If all the possibilities of what could have happened flashed through Kyle's mind in a rush of terror, as it had in mine, he didn't show it. He spoke soothingly to the mare, readjusted her saddle, and rode the rest of the day without so much as a flinch.

Apparently Kyle's saddle had slipped, causing his mare to start and lose her footing. The list of things that could have gone wrong and resulted in serious injury is too long to enumerate, but I am profoundly grateful that none of them did.

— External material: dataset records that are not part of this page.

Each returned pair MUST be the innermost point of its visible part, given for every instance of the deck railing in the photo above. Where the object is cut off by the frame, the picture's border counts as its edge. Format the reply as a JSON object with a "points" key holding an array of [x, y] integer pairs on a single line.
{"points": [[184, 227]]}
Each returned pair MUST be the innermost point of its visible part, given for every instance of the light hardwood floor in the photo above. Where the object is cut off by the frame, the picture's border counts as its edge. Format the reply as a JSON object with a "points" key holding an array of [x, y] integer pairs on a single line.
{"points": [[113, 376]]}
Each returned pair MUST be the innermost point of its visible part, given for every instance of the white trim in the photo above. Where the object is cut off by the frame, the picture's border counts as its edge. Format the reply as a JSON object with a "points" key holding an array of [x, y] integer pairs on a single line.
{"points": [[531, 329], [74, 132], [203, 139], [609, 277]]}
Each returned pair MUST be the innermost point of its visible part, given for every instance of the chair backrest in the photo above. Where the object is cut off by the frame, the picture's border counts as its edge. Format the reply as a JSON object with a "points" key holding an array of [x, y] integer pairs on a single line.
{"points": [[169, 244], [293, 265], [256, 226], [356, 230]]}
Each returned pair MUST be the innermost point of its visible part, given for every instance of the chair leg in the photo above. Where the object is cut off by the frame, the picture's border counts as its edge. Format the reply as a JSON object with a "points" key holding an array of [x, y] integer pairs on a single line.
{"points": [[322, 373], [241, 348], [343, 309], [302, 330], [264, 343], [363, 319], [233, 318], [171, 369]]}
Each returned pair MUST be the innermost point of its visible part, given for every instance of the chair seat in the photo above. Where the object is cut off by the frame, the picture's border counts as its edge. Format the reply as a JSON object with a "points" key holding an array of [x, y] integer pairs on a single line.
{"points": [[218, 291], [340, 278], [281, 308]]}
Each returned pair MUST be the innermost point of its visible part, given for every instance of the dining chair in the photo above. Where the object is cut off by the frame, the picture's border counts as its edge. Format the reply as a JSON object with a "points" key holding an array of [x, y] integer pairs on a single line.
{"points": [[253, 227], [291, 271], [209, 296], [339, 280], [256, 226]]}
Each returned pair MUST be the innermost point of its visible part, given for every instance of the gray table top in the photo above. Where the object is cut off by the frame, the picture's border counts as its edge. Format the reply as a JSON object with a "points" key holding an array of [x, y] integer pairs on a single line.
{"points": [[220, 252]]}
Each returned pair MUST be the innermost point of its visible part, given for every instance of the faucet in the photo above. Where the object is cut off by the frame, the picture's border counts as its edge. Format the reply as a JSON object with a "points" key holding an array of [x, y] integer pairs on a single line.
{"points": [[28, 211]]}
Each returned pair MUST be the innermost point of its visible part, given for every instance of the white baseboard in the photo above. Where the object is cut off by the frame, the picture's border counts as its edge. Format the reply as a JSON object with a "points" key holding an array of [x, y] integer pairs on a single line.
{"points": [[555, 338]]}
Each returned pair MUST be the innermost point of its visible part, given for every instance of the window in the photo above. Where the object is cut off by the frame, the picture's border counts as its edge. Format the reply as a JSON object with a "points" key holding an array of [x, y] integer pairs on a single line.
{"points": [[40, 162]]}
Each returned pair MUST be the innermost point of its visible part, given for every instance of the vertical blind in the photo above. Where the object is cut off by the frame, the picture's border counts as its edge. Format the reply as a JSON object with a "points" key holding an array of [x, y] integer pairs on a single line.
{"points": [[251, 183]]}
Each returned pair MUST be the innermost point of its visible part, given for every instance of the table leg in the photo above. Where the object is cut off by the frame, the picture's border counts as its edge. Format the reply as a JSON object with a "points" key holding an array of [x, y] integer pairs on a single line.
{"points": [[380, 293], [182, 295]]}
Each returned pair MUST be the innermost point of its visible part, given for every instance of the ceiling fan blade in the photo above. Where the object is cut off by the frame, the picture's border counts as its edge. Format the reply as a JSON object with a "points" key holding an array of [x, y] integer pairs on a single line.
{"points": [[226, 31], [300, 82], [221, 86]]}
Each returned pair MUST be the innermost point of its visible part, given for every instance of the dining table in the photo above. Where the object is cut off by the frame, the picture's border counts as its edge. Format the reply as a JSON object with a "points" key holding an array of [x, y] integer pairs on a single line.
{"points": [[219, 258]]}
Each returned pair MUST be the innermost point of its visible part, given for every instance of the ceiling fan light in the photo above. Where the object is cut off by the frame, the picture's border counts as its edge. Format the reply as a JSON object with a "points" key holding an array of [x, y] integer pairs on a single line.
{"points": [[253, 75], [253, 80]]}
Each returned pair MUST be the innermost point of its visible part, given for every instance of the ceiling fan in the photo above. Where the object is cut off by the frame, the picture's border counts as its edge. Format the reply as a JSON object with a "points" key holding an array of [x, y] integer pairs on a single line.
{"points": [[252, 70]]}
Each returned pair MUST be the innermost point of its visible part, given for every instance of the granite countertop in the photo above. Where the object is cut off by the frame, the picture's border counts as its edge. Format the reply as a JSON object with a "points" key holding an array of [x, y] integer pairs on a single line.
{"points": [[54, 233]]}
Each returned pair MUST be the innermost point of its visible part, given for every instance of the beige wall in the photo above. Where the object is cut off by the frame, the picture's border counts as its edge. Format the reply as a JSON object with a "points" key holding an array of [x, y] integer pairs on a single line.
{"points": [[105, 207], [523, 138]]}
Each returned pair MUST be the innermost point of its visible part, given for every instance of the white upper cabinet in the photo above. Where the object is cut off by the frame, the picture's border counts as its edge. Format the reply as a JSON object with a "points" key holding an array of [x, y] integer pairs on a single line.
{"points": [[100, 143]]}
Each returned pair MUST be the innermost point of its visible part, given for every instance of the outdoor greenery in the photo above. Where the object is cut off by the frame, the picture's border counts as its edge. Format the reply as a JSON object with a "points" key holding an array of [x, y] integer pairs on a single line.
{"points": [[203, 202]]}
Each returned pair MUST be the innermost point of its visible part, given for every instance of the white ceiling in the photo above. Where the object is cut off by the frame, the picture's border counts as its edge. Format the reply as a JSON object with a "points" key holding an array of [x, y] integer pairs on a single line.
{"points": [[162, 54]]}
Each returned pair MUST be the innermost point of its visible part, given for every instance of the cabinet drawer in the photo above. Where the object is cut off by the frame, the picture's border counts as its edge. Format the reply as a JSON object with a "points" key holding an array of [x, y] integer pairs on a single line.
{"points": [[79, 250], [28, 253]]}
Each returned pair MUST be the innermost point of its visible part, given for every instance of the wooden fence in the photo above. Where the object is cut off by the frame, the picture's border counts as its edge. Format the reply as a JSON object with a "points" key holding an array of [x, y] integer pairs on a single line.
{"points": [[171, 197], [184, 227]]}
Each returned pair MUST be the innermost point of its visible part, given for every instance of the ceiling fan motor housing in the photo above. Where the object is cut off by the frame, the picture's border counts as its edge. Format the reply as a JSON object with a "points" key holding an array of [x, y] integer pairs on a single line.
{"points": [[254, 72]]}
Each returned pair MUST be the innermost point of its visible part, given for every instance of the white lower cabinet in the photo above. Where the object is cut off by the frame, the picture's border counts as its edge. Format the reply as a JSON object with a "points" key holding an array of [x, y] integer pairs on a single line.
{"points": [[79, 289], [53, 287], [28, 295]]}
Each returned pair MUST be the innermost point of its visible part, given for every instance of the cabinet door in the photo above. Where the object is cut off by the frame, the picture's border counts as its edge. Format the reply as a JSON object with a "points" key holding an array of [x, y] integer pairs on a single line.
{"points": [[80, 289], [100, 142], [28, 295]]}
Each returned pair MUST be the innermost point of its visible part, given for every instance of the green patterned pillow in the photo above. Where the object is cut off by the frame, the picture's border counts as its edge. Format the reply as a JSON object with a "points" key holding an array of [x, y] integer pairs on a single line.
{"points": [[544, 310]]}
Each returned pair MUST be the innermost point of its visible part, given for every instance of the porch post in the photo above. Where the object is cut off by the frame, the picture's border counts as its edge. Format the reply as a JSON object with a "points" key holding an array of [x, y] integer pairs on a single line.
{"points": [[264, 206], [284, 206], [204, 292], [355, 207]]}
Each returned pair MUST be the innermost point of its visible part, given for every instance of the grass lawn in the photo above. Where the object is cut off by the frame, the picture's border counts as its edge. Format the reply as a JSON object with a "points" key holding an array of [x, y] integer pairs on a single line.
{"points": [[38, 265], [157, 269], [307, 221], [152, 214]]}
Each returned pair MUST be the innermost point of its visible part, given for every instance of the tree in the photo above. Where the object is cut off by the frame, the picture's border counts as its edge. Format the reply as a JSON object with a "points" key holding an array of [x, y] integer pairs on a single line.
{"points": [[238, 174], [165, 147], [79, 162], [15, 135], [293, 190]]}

As we rode I finally had a chance to talk with Ellen, one of the new riders Kay had brought. Ellen rode a young, energetic thoroughbred and seemed to be enjoying herself. However, about halfway through the morning I heard another commotion behind me and heard my dad apologize.

Dad's horse, Bo, is a former drill-team performer. As such, he's been trained to not only tolerate, but to expect to ride very close to other horses. In addition, Bo wanted to catch up to my horse, who was several lengths ahead, and so crowded too closely behind Ellen's mare and narrowly avoided being seriously kicked. Dad apologized for following too closely and trotted Bo past me.

We met a number of cyclists, hikers, and equestrians during the ride, including a string of trail horses hired out by a local stable. To my relief, such encounters turned out to be non-events, thanks to the courtesy and graciousness employed by all parties.

Our group split roughly halfway through the ride. Lee's and Dad's horses were getting tired, so Ellen and I decided to ride with them most of the way back to camp via the route Dad and I had taken the day before. About a half mile short of camp, Ellen and I turned off on another trail to get a few more miles in on our horses.

We wound up the mountainside on a narrow single track through a damp greenness that tempted our horses with mouthfuls of dew-laden ferns. Our horses powered up the trail in full stride, snorting with every step. I answered questions as we rode, and found ourselves back at camp all too soon.

That night dinner took place around a central campfire in true NATRC pot-luck fashion. Picnic tables groaned beneath an array of hot, tempting food while people relaxed in camp chairs and balanced paper plates on their laps.

I kept an eye out for marauding raccoons.

I also kept a contended eye on the firelight reflecting off the horses' coats as they dozed near our trailer, and a partial ear tuned to the soothing munch of hay. Just at that moment there might have been a better place to be in the world, but I couldn't imagine one.